Railroading’s birthplace is not Hoboken’s only hallowed ground. Don’t leave town without spending a few minutes in Elysian Park. There the colonel’s River Walk, following a waterside meander from the ferry slips, rounded the bluff that Stevens Institute stands on and opened onto the Elysian Fields; and there, one summer afternoon in 1846, the Knickerbocker Club arrived from Manhattan to face off with a local team called the New Yorks. They came to play a new game called “base ball” that had been growing in popularity but was not very structured. On that day the teams standardized the rules and played the first organized game on record. In the park, you’re standing roughly in the outfield. Walk a block or so to the intersection of Washington and Eleventh, and you’ll find a plaque that marks the Knickerbocker’s 25-1 victory. “Until this time,” it says, “the game was not seriously regarded.”

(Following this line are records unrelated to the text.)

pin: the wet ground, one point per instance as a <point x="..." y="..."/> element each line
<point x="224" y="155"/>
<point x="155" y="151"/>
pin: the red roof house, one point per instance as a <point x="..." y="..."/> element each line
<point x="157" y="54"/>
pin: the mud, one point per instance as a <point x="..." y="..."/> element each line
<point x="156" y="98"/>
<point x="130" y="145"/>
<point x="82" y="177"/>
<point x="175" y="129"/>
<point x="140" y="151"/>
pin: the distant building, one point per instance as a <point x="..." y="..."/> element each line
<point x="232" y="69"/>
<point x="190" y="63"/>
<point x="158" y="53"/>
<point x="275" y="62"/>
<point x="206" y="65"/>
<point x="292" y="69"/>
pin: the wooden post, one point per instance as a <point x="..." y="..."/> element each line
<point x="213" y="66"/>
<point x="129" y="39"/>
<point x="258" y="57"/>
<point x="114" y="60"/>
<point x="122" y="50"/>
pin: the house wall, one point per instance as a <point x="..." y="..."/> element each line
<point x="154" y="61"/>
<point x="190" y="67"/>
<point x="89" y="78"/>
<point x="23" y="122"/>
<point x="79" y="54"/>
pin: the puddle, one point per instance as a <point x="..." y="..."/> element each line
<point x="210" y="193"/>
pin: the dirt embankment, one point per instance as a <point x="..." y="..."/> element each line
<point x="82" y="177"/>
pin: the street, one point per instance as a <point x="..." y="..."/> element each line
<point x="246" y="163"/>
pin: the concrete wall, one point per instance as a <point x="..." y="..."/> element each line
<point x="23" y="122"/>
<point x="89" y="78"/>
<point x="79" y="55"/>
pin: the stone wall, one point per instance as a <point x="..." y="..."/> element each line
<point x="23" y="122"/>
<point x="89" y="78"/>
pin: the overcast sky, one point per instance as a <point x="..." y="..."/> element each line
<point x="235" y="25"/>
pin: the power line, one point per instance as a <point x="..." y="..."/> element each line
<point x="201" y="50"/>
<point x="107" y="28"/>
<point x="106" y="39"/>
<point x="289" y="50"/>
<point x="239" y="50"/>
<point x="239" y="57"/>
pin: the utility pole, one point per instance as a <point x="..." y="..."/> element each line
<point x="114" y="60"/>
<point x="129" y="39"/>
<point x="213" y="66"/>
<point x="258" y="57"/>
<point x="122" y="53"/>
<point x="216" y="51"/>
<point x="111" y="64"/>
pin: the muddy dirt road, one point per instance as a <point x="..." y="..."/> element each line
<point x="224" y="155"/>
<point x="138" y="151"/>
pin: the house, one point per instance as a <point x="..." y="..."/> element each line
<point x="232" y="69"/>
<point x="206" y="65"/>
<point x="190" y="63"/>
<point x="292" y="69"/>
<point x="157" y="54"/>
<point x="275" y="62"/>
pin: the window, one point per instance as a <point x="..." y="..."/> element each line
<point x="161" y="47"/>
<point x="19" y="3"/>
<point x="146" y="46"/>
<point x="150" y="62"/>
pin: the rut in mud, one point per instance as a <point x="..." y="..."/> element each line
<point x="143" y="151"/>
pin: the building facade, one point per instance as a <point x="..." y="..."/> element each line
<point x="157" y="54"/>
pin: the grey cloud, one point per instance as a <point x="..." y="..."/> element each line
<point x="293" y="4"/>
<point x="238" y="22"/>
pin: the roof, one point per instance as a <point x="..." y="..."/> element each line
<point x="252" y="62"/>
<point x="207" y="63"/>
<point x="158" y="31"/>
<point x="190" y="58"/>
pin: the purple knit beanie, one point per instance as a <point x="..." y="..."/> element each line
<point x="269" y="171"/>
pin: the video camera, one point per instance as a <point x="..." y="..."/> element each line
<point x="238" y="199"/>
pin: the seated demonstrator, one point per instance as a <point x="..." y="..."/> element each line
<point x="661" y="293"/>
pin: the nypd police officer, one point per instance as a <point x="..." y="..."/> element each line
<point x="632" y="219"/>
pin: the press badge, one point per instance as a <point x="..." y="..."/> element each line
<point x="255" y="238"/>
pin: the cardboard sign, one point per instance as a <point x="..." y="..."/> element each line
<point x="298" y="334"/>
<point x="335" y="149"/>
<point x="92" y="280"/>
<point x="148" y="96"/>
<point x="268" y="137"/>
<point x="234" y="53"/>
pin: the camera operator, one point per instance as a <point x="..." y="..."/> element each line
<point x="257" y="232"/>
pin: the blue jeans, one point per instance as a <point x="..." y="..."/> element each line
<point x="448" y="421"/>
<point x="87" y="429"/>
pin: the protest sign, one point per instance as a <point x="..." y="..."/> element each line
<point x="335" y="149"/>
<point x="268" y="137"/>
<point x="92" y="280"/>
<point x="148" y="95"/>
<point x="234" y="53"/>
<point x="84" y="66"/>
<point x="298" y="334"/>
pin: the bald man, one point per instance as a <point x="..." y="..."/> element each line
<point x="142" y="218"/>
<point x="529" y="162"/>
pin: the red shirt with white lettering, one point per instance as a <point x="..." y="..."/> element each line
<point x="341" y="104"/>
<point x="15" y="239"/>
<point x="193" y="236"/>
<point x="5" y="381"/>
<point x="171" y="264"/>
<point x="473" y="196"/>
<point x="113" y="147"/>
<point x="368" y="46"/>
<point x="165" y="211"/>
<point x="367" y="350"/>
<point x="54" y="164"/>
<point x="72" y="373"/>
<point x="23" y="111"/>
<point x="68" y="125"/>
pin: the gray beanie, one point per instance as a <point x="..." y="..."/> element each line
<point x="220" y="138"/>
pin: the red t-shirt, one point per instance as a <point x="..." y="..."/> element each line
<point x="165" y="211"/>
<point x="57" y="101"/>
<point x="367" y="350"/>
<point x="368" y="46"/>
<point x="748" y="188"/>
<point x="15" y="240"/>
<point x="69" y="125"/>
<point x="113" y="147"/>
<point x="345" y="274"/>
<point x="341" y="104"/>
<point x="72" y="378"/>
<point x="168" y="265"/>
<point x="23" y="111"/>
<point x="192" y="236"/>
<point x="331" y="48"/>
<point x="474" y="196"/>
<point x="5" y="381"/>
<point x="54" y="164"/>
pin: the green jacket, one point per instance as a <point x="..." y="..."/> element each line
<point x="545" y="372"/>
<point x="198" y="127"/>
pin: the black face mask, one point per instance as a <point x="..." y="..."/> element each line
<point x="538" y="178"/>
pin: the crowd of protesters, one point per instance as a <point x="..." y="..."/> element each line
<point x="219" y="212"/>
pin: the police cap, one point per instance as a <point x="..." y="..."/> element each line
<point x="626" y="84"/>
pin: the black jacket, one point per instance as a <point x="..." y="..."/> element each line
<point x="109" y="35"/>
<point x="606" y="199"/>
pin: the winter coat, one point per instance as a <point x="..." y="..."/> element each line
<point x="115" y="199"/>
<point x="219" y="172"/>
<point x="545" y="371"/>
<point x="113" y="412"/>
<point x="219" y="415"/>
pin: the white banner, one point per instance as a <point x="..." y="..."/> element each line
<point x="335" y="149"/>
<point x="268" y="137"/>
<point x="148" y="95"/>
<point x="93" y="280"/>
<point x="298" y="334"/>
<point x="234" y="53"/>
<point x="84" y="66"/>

From a floating dock just south of the Lackawanna Terminal, you can buy a three-dollar ticket for the New York Waterway ferry, which runs on the halfhour and takes about 15 minutes to deposit you at the World Financial Center in lower Manhattan. As the boat slowly pulls out from the Lackawanna slips toward the New York City skyscrapers, you’ll be struck by the extreme disparity between skylines. You can’t help admiring Hoboken for standing up to its imperious neighbor, for its stubborn refusal to be anything but itself, for just being there. “Hoboken’s a unique small town,” Dino Panopoulos says. “It’s so close to New York, but it has its own identity. People here think it’s the center of the universe.”